Mais, c'est au XVIIIe siècle l'apparition de l'article Génie, dont l'auteur est vraisemblablement Jean-François de Saint-Lambert, en 1757 dans l'Encyclopédie[2] qui instaure d'une façon prompte une différence entre l'homme génial (dont on cherche à étudier la physiologie et la psychologie) et la production littéraire ou picturale géniale qui provoque chez nous le besoin de l'étudier. Au-delà des visées traditionnelles de l'artiste ou de l'homme de lettres (recherches des sensations, la neutralité des souvenirs), l'homme de génie épuise ses motivations dans une autre logique que les autres, sa démarche se révèle intemporelle car elle amplifie sa subjectivité et l'irradie à travers une lecture du monde. Toutefois, Diderot change d'opinion dans le Paradoxe sur le comédien, où il met en scène un élément qui affaiblit l'homme de génie. La sensibilité apparaît comme un défaut qui influence la construction de son ouvrage parce qu'il relève plus d'affect que du jugement (rationnel). Diderot va confirmer et théoriser ses conceptions dans Le Neveu de Rameau, composé dès 1762[3]. De même, en 1772, la recherche du sublime, de la fantaisie, de l'angle de l'exposition apparaissent aussi comme éléments producteurs de défauts. Néanmoins, il s'efforce à identifier et à décortiquer cette « je ne sais quelle qualité d'âme particulière » qui est le propre du génie même si le substantif qui peut décrire cela lui manque. Dès 1764, Voltaire, dans l'article « Génie » de son Dictionnaire philosophique, avait donné de réels fondements théoriques à la notion, préfigurant la conception qui prévaudra au XIXe siècle[4].

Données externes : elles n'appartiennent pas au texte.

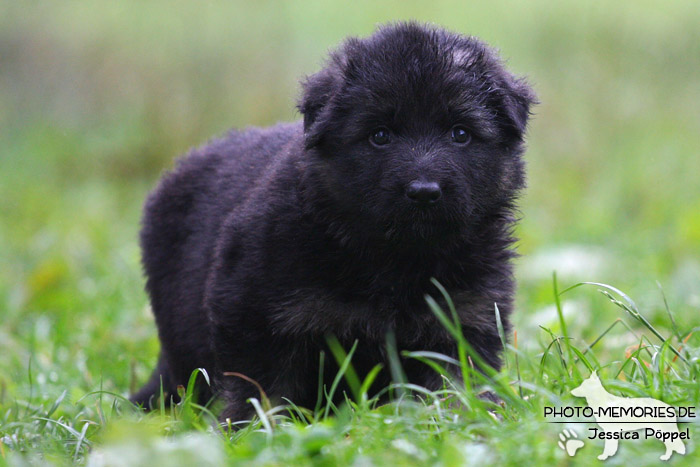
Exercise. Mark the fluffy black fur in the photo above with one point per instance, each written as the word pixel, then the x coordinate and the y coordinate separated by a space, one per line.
pixel 262 243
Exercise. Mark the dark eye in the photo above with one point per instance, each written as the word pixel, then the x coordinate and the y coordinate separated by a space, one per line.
pixel 380 136
pixel 461 135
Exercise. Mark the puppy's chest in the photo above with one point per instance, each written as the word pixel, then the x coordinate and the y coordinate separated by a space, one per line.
pixel 319 312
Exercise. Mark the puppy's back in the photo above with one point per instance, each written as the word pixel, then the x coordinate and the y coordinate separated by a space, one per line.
pixel 182 218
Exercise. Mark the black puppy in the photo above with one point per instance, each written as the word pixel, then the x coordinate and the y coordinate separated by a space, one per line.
pixel 264 242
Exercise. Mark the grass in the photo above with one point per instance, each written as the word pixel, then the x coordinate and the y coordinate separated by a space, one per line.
pixel 95 101
pixel 452 426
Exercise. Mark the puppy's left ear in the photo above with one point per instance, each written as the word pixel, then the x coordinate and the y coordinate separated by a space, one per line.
pixel 518 98
pixel 317 92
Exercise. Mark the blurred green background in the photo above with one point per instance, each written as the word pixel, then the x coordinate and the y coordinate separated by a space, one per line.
pixel 98 98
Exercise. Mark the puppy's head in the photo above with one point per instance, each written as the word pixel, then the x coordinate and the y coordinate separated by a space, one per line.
pixel 416 131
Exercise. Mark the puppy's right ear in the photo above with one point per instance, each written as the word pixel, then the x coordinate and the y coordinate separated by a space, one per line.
pixel 317 92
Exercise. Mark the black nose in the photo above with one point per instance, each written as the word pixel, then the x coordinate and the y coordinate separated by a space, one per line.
pixel 423 192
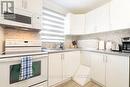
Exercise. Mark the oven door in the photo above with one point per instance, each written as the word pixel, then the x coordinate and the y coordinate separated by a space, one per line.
pixel 11 71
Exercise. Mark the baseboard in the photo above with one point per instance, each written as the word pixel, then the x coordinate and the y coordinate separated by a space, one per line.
pixel 64 81
pixel 97 83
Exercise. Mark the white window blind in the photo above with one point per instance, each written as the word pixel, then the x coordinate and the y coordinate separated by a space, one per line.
pixel 53 26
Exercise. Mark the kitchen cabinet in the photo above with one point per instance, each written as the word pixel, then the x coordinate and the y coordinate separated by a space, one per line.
pixel 44 84
pixel 37 21
pixel 117 71
pixel 103 18
pixel 110 70
pixel 98 20
pixel 71 63
pixel 62 66
pixel 90 26
pixel 75 24
pixel 98 68
pixel 55 68
pixel 120 14
pixel 32 6
pixel 35 6
pixel 86 58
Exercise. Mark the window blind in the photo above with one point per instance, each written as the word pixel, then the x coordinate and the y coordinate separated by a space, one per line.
pixel 52 26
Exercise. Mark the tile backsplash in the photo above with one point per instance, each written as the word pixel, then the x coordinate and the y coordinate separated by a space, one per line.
pixel 11 33
pixel 114 36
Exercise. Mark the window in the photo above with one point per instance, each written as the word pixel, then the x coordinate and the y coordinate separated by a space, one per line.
pixel 53 26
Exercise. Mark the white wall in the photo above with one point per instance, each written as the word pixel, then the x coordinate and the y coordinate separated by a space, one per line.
pixel 55 7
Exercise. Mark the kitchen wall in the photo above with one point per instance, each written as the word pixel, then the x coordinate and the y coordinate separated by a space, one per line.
pixel 13 33
pixel 54 6
pixel 114 36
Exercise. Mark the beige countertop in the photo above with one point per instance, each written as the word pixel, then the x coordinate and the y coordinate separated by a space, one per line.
pixel 46 52
pixel 107 52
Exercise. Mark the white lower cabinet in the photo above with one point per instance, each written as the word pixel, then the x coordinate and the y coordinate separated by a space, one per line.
pixel 117 71
pixel 55 68
pixel 86 58
pixel 70 63
pixel 62 66
pixel 110 70
pixel 98 68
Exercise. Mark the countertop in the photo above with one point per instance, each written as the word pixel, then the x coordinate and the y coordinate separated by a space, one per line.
pixel 46 52
pixel 22 54
pixel 60 51
pixel 107 52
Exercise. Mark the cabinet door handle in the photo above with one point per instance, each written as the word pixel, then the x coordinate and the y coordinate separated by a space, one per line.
pixel 106 59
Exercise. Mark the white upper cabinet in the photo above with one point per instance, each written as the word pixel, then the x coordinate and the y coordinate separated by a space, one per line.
pixel 90 26
pixel 75 24
pixel 103 18
pixel 98 20
pixel 35 6
pixel 120 14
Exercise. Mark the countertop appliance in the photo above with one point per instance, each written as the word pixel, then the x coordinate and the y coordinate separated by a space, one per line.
pixel 126 44
pixel 13 46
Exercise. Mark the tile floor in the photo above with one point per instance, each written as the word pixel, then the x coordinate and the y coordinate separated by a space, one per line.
pixel 73 84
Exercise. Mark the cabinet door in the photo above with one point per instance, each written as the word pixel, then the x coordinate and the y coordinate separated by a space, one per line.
pixel 75 24
pixel 41 85
pixel 117 71
pixel 120 14
pixel 98 68
pixel 86 58
pixel 35 6
pixel 55 68
pixel 37 21
pixel 90 22
pixel 103 18
pixel 71 63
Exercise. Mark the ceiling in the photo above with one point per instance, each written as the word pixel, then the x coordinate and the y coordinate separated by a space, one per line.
pixel 80 6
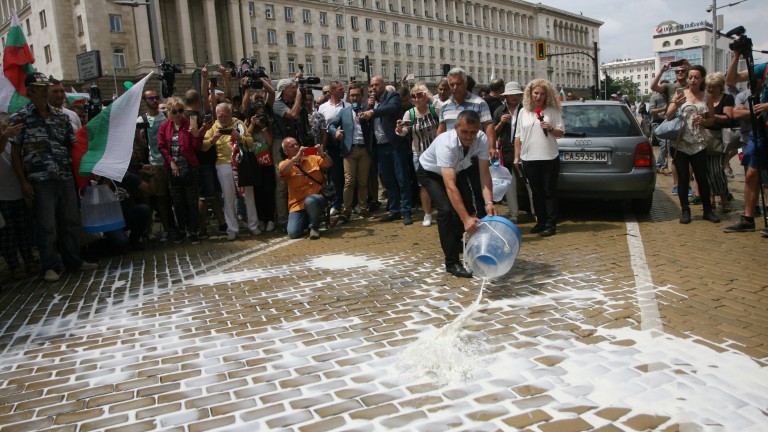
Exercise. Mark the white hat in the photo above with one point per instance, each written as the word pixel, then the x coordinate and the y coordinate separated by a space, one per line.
pixel 512 88
pixel 282 85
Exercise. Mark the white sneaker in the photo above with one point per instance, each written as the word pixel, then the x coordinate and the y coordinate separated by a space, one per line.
pixel 51 276
pixel 427 220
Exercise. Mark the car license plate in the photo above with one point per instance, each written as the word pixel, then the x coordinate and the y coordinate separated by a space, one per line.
pixel 584 156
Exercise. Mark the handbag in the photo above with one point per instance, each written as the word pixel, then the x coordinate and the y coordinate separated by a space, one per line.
pixel 670 129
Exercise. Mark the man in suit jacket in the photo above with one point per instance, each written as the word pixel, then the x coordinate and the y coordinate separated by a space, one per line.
pixel 390 150
pixel 346 128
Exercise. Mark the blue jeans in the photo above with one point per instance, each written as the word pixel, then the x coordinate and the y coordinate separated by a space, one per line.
pixel 58 224
pixel 300 220
pixel 394 173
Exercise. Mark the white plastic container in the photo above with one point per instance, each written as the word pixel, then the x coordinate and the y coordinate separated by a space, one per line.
pixel 491 251
pixel 101 210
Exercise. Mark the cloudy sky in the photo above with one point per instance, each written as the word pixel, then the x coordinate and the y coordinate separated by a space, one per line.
pixel 629 24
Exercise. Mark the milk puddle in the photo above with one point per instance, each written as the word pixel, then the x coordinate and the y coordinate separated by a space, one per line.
pixel 445 355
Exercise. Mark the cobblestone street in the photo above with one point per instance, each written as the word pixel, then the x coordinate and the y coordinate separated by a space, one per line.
pixel 614 324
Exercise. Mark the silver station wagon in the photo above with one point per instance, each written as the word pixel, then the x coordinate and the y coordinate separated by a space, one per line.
pixel 604 155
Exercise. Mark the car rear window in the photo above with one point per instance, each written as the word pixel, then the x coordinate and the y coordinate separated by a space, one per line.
pixel 599 121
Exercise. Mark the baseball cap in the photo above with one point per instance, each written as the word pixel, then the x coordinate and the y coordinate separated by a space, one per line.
pixel 512 88
pixel 36 79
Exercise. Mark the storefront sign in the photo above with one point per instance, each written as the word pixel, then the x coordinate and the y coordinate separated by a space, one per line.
pixel 674 28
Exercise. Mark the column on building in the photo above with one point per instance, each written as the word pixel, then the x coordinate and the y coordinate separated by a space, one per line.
pixel 236 32
pixel 211 29
pixel 143 39
pixel 185 36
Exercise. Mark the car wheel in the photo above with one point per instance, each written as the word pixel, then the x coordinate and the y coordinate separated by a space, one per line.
pixel 642 205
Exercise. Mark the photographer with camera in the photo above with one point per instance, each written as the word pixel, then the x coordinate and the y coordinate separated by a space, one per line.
pixel 754 156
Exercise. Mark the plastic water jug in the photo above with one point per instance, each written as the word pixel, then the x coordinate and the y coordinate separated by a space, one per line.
pixel 101 210
pixel 491 251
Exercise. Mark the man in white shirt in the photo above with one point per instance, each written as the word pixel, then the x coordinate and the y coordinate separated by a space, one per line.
pixel 444 172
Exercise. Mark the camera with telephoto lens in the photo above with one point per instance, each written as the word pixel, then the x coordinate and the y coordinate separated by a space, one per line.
pixel 252 74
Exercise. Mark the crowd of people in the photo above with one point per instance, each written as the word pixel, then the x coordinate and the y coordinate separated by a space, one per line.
pixel 274 158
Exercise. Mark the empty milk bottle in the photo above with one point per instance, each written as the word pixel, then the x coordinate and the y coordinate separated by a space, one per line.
pixel 491 251
pixel 101 210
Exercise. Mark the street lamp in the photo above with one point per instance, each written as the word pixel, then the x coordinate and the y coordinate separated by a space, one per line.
pixel 713 8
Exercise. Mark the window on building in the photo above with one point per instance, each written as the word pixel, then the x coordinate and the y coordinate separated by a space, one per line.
pixel 118 58
pixel 273 65
pixel 115 23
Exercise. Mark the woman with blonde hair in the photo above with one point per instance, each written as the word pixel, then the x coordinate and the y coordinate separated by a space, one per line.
pixel 421 121
pixel 539 125
pixel 722 118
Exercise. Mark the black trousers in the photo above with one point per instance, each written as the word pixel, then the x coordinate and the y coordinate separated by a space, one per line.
pixel 542 178
pixel 449 226
pixel 699 163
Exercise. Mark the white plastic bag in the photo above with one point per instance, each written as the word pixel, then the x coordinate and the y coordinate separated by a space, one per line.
pixel 502 179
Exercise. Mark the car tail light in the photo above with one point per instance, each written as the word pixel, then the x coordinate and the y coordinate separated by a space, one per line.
pixel 643 155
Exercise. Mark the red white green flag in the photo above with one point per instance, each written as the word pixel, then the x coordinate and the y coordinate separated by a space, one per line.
pixel 17 63
pixel 104 145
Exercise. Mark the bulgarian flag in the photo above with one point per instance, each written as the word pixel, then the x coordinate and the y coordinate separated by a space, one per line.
pixel 104 145
pixel 17 63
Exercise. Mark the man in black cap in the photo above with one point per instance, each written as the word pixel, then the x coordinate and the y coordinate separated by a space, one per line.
pixel 42 164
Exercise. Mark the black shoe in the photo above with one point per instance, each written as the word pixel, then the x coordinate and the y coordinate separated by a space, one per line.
pixel 685 217
pixel 458 270
pixel 548 232
pixel 538 228
pixel 711 217
pixel 390 217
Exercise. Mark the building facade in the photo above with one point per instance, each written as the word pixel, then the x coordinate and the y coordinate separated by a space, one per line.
pixel 640 72
pixel 693 42
pixel 327 38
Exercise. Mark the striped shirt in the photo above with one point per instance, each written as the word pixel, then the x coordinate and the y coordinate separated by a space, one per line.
pixel 451 110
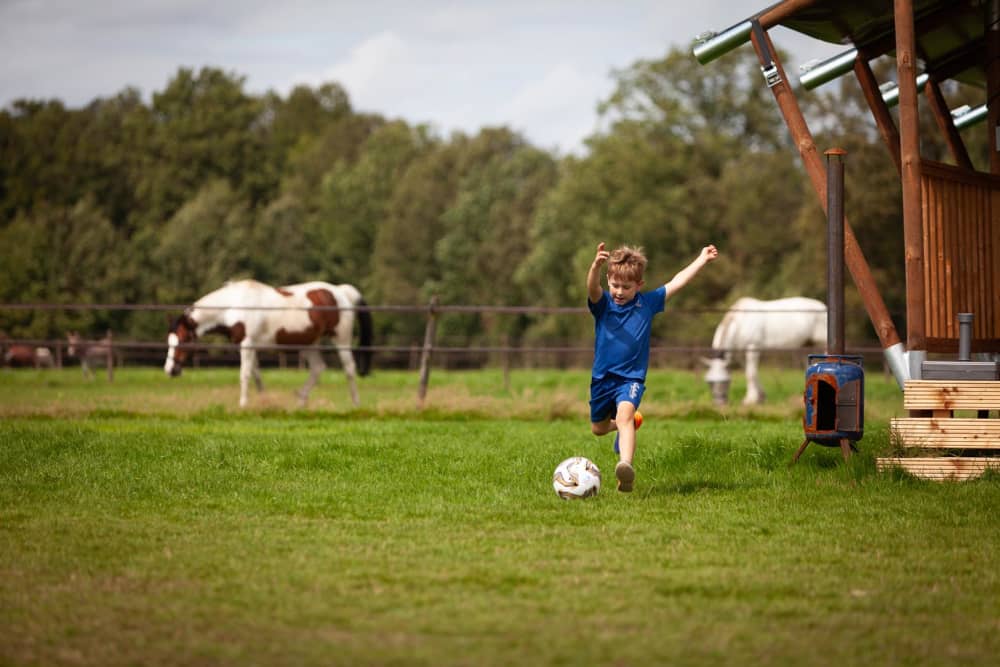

Au XIXe siècle, Victor Hugo donnera à la figure du génie des traits définitifs en une vaste synthèse conceptuelle développée dans les pages de son ouvrage William Shakespeare[5].

Psychologie[modifier | modifier le code]

Des génies ont souvent souffert de troubles mentaux tels que Vincent van Gogh[6], Le Tasse[7], Jonathan Swift[8], John Forbes Nash[9], Ernest Hemingway[10].